- Born: 29 October 1933 Adana, Turkey
- Died: 26 August 2017 (aged 83) İzmir, Turkey
- Occupation: Writer
- Writing career
- Notable work: Radical Niyazi Bey

= Muzaffer İzgü =

Turkish writer and teacher

Muzaffer İzgü (/tr/; 29 October 1933 – 26 August 2017) was a Turkish writer and teacher. He was known for his children's books and works of humour, and had authored 154 books, 98 of which were for children.

==Life==
İzgü was born in Adana on 29 October 1933 to a poor family, and as a child he had to work as a waiter, dishwasher, and beverage vendor at the cinemas while furthering his education. His father, Ahmet İzgü, was born in Damascus and had come to Adana from Elazığ to find employment. He worked at the Adana Girls' High School as a steward, and Muzaffer İzgü has claimed that his father was the builder of the first gecekondu in Adana. His mother, Havva, was from Antakya. He completed his primary education in Adana: the first three years at the İnönü Primary School, the fourth year at the Gazipaşa Primary School, and after the destruction of the school in an earthquake, the fifth and final year in the İstiklal Primary School. He then completed the Tepebağ Middle School.

He was graduated from Diyarbakır School for Primary School Teachers, a boarding school, and started working as a primary school teacher. He served at various locations in Turkey: in Silvan, in the Akçakoca and Cincin villages of Aydın, at an orphans' asylum in the city of Aydın, and at the primary school of Güzelhisar. He then studied at the Institute of Education and went on to teach Turkish at middle school level.

He retired in 1978 and moved to the Bozkaya neighbourhood of İzmir.

He was diagnosed with cancer in İzmir in July 2016, and died of the disease on 26 August 2017.

== Works ==
İzgü started writing when he worked as a teacher in Aydın; his first works were published in the local newspaper, Hüraydın, in 1959. These works consisted of short stories and interviews. In 1964, he started writing at the newspaper, Demokrat İzmir, writing weekly short stories. Around this time, his works started appearing in the humour periodical, Akbaba. He then had his interviews published at the national newspapers, Milliyet and Cumhuriyet. His works appeared at the humour sections of these newspapers, as well as the İzmir newspaper, Yeni Asır, and the journals Çivi, Dönemeç, Milliyet Sanat, and Yansıma.

His first book, Gecekondu, was published in 1970 by Remzi Kitabevi. This was followed by İlyas Efendi (1971) and Halo Dayı (1972). After meeting with Atilla İlhan, he published all his works at Bilgi Kitabevi, with his first work at this publishing house being Donumdaki Para in 1977. He wrote two autobiographic works, Zıkkımın Kökü ("The Root of the Poison") and Ekmek Parası ("Breadwinning"). He has also authored plays.

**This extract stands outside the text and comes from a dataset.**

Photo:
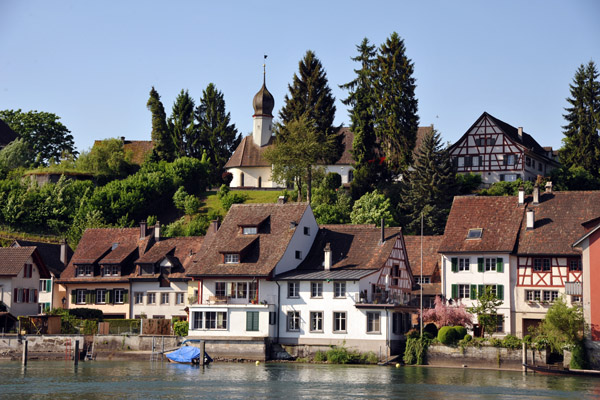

His works draw attention to social problems and criticise widespread value judgements. A number of his works have been listed as recommended books by the Turkish Ministry of National Education. His works have also garnered a number of prizes:
- 1977 – Nasreddin Hoca National Humorous Short Story Contest, third place with Hıdır Baba
- 1977 – Milliyet Sanat Humorous Short Story Contest, second place with Anayasa, Hangi Anayasa ("Constitution? Which Constitution?")
- 1978 – Turkish Language Association Story Award with Donumdaki Para
- 1980 – Bulgarian Golden Hedgehod Award with Dayak Birincisi
- 1980 – Istanbul International Children's Books Fair Award, first place with Uçtu Uçtu Ali Uçtu
- 1997 – TÖMER Most Successful Children's Books Contest, second place

=== Works translated to English ===
Radical Niyazi Bey is a 2001 collection of his stories by Milet Books, in dual Turkish and English language translation by Damian Croft, as part of its series of Turkish-English Short Story Collections. The publisher commends the author's, "deft and perceptive comic touch", as, "he even gives a lesson on how to cross the road in Turkey without getting run over!" During which, according to Marion James, writing in Sunday's Zaman, "Six pages of wit, sharp insight into cultural differences and dialog that makes the reader laugh out loud follow until our hero finally learns the trick."

Marion James goes on to state, "İzgü presents the normal everyday of Turkish culture with a comic touch. His perception is amazing, and in the first of five stories collected here, Letter from an Englishman, he manages the rare skill of stepping out of his shoes and viewing himself as others see him." A review in Writing in Education states that the author, “produces incredibly funny social commentary.”

Devoted Moslem Ismail Effendi is also available as an online translation.

== Personal life ==
İzgü was married to Günsel İzgü, whom he met when he studied in Diyarbakır. Their first child, Bülent, was born in Silvan. They then had twin daughters, Nevin and Sevin, during the time when they served in Aydın.